When North Van District Assistant Fire Chief Curtis Bremner set out to research preventable deaths in North Vancouver, he was surprised at some of the facts he discovered.
First, a report from the BC Coroner Office revealed that the average age of people who are victims of an “accidental” death in North Vancouver District is 60 years old. “I thought that was a bit high,” he says, and kept teasing out the numbers. It turns out that one factor pushing that number up is the fact that the average age of people who die in a fire in North Vancouver is 70 – fifteen years older that the average in the rest of Metro Vancouver.
That was just the kind of information Bremner was looking for. The assistant chief, in charge of professional development and training, is in his second year of the National Academy’s Executive Fire Officer Program, and was searching for a research topic that would address some aspect of community risk reduction.
More information emerged from another source. During an energy audit program designed to assess the energy efficiency of residential homes in Blueridge, the Fire Department used the opportunity to assess the level of fire safety awareness in the typical residential home in North Vancouver.
These home inspections revealed that all but one home had a smoke alarm. However, none of the smoke alarms were tested regularly and only a few residents actually changed the batteries annually. Many of the alarms were past their expiration date and 35 per cent of homes had inadequate coverage. When he found that the unknowing home owners were often seniors, Bremner knew he’d found his project.
Now he will be investigating smoke alarm programs for seniors, and is looking for volunteers who are 65+ to help him out.
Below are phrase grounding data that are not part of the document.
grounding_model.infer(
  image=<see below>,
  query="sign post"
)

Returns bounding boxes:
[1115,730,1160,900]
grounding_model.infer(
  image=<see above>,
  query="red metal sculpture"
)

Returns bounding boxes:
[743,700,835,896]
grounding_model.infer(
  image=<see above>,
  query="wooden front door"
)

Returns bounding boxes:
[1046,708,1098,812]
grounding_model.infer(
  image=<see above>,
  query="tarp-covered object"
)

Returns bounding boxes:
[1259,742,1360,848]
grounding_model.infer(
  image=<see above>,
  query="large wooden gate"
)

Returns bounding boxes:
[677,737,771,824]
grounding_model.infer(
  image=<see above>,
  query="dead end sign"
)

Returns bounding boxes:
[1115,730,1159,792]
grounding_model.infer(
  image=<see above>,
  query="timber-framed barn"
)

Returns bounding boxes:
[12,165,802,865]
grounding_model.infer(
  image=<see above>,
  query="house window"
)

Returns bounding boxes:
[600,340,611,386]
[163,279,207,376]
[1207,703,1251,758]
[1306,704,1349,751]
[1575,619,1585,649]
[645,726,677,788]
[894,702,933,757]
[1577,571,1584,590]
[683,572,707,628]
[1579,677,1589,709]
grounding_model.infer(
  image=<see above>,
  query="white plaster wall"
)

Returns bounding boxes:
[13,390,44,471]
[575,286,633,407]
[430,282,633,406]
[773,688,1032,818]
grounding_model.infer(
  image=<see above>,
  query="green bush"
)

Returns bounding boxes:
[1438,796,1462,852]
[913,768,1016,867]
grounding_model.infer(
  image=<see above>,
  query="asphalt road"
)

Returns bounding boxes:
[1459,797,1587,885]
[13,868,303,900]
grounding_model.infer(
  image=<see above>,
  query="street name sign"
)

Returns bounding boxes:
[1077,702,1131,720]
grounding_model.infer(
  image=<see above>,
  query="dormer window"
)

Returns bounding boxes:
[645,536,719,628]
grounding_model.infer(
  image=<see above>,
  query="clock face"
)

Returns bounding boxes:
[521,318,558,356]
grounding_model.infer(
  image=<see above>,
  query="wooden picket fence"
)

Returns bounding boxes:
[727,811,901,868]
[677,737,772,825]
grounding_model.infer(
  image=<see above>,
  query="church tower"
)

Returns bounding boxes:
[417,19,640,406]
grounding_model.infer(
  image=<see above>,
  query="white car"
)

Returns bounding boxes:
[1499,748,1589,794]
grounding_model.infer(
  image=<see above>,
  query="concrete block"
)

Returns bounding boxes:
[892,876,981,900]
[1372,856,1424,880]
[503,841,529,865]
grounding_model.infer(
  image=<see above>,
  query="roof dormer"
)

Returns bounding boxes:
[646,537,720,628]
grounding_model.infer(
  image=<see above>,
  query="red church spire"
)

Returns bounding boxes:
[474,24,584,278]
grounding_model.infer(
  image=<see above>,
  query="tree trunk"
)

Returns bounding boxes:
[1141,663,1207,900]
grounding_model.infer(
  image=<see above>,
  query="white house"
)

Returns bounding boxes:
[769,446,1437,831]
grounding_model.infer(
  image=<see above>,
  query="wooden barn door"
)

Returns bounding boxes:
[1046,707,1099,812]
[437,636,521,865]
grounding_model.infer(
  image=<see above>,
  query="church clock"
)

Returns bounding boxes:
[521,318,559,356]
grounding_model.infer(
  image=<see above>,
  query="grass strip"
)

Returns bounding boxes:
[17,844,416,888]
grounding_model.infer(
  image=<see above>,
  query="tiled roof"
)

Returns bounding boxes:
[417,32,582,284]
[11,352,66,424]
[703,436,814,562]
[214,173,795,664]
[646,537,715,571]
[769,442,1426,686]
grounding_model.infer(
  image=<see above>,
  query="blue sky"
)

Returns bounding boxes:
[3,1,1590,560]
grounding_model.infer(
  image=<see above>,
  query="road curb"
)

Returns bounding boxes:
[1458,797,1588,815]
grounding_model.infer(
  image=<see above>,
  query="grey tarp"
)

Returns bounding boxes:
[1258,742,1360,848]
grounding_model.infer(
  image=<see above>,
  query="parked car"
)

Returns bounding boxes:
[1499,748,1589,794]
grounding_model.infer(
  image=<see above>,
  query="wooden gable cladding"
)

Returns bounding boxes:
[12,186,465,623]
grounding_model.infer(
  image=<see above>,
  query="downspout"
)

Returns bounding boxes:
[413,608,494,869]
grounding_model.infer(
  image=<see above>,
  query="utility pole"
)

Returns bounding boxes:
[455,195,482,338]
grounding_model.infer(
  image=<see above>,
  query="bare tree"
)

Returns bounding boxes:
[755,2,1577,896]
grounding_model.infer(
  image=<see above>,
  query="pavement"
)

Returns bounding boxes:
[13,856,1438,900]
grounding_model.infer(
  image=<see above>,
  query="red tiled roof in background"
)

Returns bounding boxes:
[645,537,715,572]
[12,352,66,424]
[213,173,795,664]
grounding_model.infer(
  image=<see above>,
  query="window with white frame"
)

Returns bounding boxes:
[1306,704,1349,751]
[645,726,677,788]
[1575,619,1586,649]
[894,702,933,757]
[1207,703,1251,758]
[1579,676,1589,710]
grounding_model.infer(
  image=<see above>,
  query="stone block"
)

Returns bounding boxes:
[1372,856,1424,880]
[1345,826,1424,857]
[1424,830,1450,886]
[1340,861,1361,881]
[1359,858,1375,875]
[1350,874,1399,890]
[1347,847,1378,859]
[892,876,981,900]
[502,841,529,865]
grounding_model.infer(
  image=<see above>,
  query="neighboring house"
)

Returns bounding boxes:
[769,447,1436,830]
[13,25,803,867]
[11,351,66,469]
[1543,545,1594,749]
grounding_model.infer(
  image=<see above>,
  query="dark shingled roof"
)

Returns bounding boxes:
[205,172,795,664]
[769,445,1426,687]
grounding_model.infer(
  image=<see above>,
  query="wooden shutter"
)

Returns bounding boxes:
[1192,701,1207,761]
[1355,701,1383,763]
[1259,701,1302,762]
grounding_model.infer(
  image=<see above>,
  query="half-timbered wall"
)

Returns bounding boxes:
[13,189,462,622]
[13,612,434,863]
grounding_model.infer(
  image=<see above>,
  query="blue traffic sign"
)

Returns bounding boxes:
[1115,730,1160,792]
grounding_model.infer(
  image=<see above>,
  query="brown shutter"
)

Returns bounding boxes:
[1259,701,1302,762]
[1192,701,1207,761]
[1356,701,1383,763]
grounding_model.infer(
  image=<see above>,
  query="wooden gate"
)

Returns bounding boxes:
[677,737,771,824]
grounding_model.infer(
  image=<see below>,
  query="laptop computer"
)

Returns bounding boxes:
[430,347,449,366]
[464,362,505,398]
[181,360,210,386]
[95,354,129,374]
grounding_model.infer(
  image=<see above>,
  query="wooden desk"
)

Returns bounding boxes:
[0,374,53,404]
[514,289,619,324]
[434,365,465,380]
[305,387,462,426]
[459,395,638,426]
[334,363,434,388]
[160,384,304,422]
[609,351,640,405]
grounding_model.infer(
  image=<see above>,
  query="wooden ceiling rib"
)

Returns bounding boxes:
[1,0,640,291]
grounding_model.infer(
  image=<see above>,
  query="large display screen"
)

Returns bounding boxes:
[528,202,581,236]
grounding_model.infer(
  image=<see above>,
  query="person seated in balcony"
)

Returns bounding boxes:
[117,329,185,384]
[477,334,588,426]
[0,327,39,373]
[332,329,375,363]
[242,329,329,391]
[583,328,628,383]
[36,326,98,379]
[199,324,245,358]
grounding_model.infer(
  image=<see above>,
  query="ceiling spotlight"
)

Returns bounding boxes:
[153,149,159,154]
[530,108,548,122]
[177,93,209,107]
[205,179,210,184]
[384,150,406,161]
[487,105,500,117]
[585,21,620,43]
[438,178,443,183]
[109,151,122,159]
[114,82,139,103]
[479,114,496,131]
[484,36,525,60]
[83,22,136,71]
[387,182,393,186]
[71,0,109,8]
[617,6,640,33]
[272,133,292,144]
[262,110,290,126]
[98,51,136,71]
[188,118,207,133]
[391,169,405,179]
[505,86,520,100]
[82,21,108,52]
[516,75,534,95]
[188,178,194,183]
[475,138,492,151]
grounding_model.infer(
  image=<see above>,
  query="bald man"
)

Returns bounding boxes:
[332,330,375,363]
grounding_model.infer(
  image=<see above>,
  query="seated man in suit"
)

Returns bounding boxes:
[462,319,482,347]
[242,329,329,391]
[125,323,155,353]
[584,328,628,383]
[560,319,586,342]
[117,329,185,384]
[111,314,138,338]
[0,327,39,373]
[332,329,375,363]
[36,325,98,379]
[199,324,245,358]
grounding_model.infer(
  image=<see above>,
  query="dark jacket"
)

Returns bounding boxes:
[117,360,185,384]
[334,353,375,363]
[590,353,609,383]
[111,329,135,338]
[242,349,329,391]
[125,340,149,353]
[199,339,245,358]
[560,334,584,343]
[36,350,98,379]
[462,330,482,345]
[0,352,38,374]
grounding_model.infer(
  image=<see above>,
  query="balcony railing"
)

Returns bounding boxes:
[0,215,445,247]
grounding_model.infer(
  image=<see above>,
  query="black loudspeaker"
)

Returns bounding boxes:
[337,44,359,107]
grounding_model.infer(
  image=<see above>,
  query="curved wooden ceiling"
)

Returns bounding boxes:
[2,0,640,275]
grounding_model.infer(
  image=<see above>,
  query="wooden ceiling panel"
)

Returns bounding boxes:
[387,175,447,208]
Since Lynn Valley has the highest density of seniors in all of North Vancouver, he’s hoping LynnValleyLife readers will answer the call.
Whether you live in a single-family home, a garden apartment (ie a three-storey walk up), a highrise or a townhouse, Bremner and the District of North Vancouver Fire and Rescue Services are offering to come out and do a home safety audit, check your existing smoke alarm or match you up with a better one if necessary, answer questions and give information on fire safety in your home and how to respond correctly in the event of a fire.
It’s all part of his research, which will be turned into a stringently reviewed, published paper that will add to the body of knowledge shared by firefighters throughout North America. Once that’s done, he will be halfway through the demanding four-year program.
If you’d like to help Bremner with his project, and improve your own home safety, please contact him at firstname.lastname@example.org. He will be out of the office from Aug. 17 to Sept. 6, and hopes to begin the project Sept. 15, so the sooner you get in touch, the better. No doubt we’d all like to see those preventable death statistics drop dramatically in the future.